Closed form for the inverse of a special transition matrix Let $b\in\mathbf{R}^n$ be fixed, and let $A\in\mathcal{M}_{n\times n}(\mathbf{R})$ be given but otherwise arbitrary. Let $a_1,\ldots,a_n$ denote the coefficients of the characteristic polynomial of $A$
\begin{equation}
\chi_A(x) = x^n + a_1 x^{n-1} + \ldots + a_{n-1} x + a_n.
\end{equation}
We shall assume that $\text{span}\big\{b, Ab, \ldots, A^{n-1}b\big\}=\mathbf{R}^n$, and let us consider the invertible matrix
\begin{equation}
P = [f_1 \,\, \ldots \,\, f_n]
\end{equation}
where the columns $f_k$ are of the form
\begin{equation}
f_n = b \quad \text{ and } \quad f_k = \left(A^{n-k}+\sum_{j=1}^{n-k}a_j A^{n-k-j}\right)b \quad \text{ for } 1 \leqslant k \leqslant n-1.
\end{equation}
My question is:

Is there a closed form for $P^{-1}$ where the dependence on $b$ is explicitly seen/tracked?

When $A$ is nilpotent, then we can write the inverse as a finite Neumann series, so I would like to avoid this case and consider more general matrices $A$, possibly invertible as well (e.g. tridiagonal Toeplitz, and so on).
Note that $P=P(b)$ can be rewritten as the product of the two rectangular matrices
\begin{equation}
P = [p_1(A) \,\, \ldots\,\, p_n(A)] \begin{bmatrix} b& & \\ & \ddots & \\ & & b\end{bmatrix},
\end{equation}
where $p_j(A):=A^{n-k}+\sum_{j=1}^{n-k}a_j A^{n-k-j}$ for $j\leqslant n-1$ and $p_n=\text{Id}$, but I am not sure if this could be of any use in further computations.

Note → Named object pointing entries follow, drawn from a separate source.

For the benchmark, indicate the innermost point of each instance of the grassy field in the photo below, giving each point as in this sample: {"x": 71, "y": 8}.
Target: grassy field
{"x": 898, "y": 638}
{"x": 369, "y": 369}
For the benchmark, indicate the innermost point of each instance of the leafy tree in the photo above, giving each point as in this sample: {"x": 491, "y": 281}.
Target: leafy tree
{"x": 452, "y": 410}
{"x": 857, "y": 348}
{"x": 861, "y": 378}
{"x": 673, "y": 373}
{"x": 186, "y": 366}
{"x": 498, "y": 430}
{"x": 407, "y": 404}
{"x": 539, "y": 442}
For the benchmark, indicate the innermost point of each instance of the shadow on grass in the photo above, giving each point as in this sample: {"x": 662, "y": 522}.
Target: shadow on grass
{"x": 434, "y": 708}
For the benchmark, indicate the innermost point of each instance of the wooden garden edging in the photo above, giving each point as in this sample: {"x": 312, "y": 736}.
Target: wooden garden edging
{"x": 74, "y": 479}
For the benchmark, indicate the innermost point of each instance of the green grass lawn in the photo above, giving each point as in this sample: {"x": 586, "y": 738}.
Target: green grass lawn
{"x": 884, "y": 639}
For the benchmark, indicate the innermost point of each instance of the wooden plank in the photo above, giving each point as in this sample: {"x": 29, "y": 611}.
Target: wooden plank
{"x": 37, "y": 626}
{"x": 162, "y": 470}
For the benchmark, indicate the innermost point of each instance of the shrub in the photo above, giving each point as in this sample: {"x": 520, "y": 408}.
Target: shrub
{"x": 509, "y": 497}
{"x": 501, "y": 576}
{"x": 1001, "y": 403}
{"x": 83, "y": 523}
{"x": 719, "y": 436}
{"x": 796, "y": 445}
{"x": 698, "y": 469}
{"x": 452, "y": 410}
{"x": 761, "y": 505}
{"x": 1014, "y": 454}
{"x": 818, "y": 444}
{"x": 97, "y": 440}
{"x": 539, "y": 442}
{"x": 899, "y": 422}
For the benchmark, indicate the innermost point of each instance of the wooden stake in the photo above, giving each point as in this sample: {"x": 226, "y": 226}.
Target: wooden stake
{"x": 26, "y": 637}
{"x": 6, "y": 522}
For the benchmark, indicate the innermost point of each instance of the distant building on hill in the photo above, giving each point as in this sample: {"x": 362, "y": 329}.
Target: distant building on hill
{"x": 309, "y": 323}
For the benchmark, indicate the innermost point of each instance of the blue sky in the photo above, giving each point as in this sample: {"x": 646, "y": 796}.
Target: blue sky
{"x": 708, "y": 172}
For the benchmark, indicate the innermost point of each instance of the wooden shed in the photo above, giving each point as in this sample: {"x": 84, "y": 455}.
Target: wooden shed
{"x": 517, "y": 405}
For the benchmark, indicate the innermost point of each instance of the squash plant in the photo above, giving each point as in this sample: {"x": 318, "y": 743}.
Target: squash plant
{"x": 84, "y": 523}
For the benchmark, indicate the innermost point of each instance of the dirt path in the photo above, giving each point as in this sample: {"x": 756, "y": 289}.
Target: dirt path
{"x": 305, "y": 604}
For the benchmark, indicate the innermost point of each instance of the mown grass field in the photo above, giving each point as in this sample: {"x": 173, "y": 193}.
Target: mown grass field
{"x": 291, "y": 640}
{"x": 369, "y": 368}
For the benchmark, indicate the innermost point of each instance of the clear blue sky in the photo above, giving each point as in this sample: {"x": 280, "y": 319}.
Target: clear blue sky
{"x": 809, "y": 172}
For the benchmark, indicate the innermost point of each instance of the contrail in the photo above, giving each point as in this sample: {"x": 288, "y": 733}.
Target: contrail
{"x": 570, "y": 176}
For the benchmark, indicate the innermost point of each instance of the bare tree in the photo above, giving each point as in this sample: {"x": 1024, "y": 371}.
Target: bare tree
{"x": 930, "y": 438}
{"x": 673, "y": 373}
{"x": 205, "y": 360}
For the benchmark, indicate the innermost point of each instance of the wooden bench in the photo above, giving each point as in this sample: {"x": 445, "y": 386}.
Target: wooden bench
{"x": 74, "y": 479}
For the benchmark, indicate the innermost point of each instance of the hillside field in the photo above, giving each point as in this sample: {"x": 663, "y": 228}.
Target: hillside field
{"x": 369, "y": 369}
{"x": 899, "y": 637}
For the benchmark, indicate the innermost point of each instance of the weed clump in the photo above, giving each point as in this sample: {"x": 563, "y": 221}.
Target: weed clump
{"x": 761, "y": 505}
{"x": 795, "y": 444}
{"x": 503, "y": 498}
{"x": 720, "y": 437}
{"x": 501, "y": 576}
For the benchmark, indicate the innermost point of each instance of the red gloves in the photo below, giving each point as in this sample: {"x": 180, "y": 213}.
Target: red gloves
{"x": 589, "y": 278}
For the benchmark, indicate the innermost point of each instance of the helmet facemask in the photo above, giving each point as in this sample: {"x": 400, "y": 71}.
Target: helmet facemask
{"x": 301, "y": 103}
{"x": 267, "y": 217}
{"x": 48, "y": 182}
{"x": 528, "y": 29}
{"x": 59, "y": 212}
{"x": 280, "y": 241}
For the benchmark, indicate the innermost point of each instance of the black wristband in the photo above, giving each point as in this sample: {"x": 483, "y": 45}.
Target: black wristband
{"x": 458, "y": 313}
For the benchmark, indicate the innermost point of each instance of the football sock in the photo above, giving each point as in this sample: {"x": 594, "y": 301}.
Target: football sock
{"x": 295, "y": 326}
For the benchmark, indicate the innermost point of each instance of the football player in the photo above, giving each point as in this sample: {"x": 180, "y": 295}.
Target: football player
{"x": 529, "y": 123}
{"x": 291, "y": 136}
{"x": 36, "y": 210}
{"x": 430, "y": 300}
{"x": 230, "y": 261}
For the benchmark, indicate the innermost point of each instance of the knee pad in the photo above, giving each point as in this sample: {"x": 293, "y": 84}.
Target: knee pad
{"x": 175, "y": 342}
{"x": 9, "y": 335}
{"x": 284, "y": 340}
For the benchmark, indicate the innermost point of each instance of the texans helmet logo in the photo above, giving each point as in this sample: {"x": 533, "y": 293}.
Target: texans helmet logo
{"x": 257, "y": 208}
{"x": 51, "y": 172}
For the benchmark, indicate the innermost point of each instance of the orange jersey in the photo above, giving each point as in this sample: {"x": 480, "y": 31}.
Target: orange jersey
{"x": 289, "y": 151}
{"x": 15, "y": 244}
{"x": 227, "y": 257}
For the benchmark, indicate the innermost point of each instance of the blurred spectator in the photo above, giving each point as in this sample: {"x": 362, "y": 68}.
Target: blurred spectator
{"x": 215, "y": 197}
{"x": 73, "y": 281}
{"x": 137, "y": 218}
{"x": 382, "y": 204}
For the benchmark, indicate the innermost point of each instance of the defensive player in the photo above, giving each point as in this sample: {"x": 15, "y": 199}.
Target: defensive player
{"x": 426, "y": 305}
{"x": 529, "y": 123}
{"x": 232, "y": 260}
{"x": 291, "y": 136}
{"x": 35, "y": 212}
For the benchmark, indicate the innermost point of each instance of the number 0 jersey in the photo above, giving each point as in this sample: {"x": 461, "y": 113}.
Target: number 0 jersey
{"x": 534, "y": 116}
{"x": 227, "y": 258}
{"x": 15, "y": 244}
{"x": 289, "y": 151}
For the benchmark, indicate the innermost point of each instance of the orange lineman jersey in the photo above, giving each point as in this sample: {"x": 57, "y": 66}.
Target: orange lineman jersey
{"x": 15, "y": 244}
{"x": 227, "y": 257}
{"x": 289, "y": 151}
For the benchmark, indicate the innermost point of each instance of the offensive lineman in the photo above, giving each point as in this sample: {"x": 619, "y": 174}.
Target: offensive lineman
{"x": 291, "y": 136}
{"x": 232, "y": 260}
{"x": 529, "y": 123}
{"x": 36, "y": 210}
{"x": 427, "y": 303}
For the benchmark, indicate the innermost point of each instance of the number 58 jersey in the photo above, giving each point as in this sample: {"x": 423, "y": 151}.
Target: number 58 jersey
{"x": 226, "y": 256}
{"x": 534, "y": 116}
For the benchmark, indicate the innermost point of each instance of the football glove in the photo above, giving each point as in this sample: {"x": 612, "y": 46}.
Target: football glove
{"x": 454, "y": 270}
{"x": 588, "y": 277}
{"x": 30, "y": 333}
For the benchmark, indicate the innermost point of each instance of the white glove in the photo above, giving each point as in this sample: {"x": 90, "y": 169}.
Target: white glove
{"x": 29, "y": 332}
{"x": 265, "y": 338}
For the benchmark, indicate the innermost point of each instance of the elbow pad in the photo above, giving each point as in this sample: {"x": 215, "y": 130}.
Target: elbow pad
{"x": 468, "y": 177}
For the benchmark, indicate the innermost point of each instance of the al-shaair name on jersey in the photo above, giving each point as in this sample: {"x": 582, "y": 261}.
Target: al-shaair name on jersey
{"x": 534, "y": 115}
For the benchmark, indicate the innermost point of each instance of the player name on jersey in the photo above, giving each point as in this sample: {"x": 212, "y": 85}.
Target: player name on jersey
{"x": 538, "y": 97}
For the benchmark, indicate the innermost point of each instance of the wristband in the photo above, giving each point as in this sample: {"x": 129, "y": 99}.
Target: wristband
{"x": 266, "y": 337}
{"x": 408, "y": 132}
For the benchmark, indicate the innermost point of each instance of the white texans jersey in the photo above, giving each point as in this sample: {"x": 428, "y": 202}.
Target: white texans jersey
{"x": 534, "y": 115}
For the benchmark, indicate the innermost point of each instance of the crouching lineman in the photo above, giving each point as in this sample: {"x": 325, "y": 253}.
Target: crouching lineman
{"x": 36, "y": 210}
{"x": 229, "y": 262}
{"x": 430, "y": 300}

 A: Let $B$ be a matrix formed by the columns $[b|Ab|\dots|A^{n-1}b]$. Since $A$ is a zero of $\chi_A(x)$, the matrix $B$ satisfies the identity:
$$AB = BC,$$
where
$$C:=\begin{bmatrix} 
0 & 0 & 0 & \dots & 0 & -a_n\\
1 & 0 & 0 & \dots & 0 & -a_{n-1}\\
0 & 1 & 0 & \dots & 0 & -a_{n-2}\\
\vdots & \vdots & \vdots & \ddots & \vdots & \vdots \\
0 & 0 & 0 & \dots & 0 & -a_2\\
0 & 0 & 0 & \dots & 1 & -a_1
\end{bmatrix}
$$
is the companion matrix of $\chi_A(x)$.
From the definition of $P$, it follows that
$$P = BD$$
with a Hankel matrix
$$D:=\begin{bmatrix} 
a_{n-1} & a_{n-2} & a_{n-3} & \dots & a_1 & 1\\
a_{n-2} & a_{n-3} & a_{n-4} & \dots & 1 & 0\\
a_{n-3} & a_{n-4} & a_{n-5} & \dots & 0 & 0\\
\vdots & \vdots & \vdots & \ddots & \vdots & \vdots \\
a_1 & 1 & 0 & \dots & 0 & 0\\
1 & 0 & 0 & \dots & 0 & 0
\end{bmatrix}.
$$
It can be easily seen that both $D$ and $CD$ are symmetric matrices, implying that
$D^{-1}CD = C^T$.
Combining all together, we have $AP = PC^T$ and thus
$$P^{-1}A = C^TP^{-1},$$
which is a Sylvester equation with respect to $P^{-1}$.
The last equation implies that $P^{-1}$ is formed by rows $v^TA^i$ for $i=0,1,\dots,n-1$, where vector $v^T$ (the first row of $P^{-1}$) is also the last row of $B^{-1}$.